Morgan also argued that Roffey, whose health quickly declined after the crash, was not competent to stand trial. Before a hearing on that issue, prosecutor Steve Patten and Morgan came to an agreement that would have disposed of the case by filing it without a finding, on the condition that Roffey pledge not to seek reinstatement of his driver's license. Roffey's license had been suspended by the Registry of Motor Vehicles after the crash.

Had the case gone to trial, it was unlikely that Roffey would have faced anything more serious than unsupervised probation, given his advanced age and infirmity.

Morgan said yesterday that Roffey had been living in a North Andover nursing home in recent months and had been in poor health. He did not know the cause of death.

As a result of Roffey's death, the criminal charges will be dismissed.

Roffey's death does not end the civil litigation Frost or his insurance company are pursuing. In civil lawsuits, a plaintiff can recover damages from a defendant's estate, which could include any assets left by Roffey or insurance coverage he had while he was alive


----------



## firefighter39 (Apr 10, 2006)

I can not count how many MVA's I hvae been too where elderly drivers shuld not have been driving. The laws defniately need to be changed in this area. I have filed multiple statements to back up immediate threat reports, but by the time we see this person it is too late. There needs to be mandatory (re)testing of the elderly.
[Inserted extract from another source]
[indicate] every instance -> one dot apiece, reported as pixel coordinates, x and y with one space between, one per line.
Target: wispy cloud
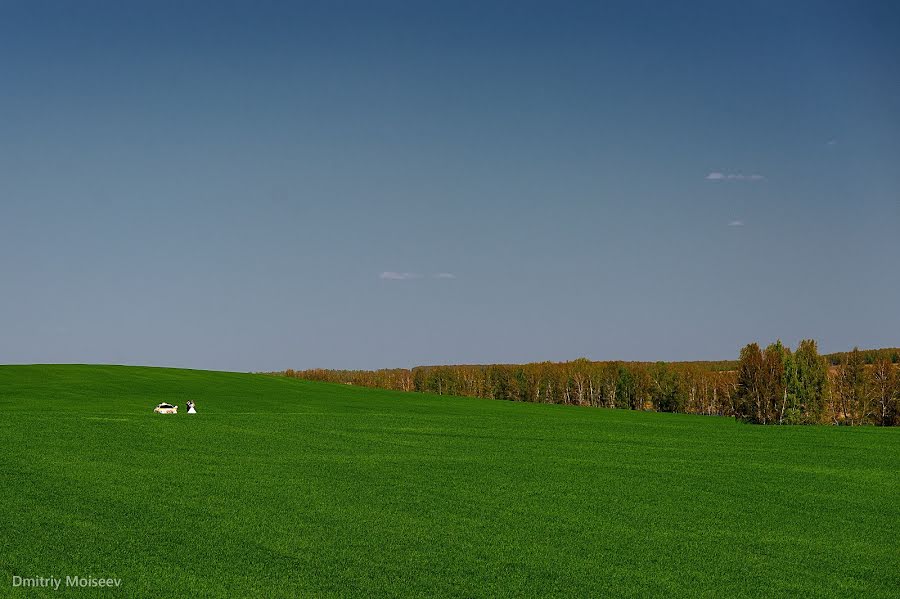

Even with the civil suit no ammount of money can adequetly compensate the Officer involved


----------



## dcs2244 (Jan 29, 2004)

Never going to happen, FF39: the boomers have entered the realm of retirement and have more votes than the other lemmings...that is, they actually vote...the lemming does not. So get used to the dead, murdered by brain-dead-murtha types who do not know what planet they are on...let alone which lane!


----------



## Andy0921 (Jan 12, 2006)

Yeah old people are always causing MVA's, once they hit 65 the should have to be retested.


----------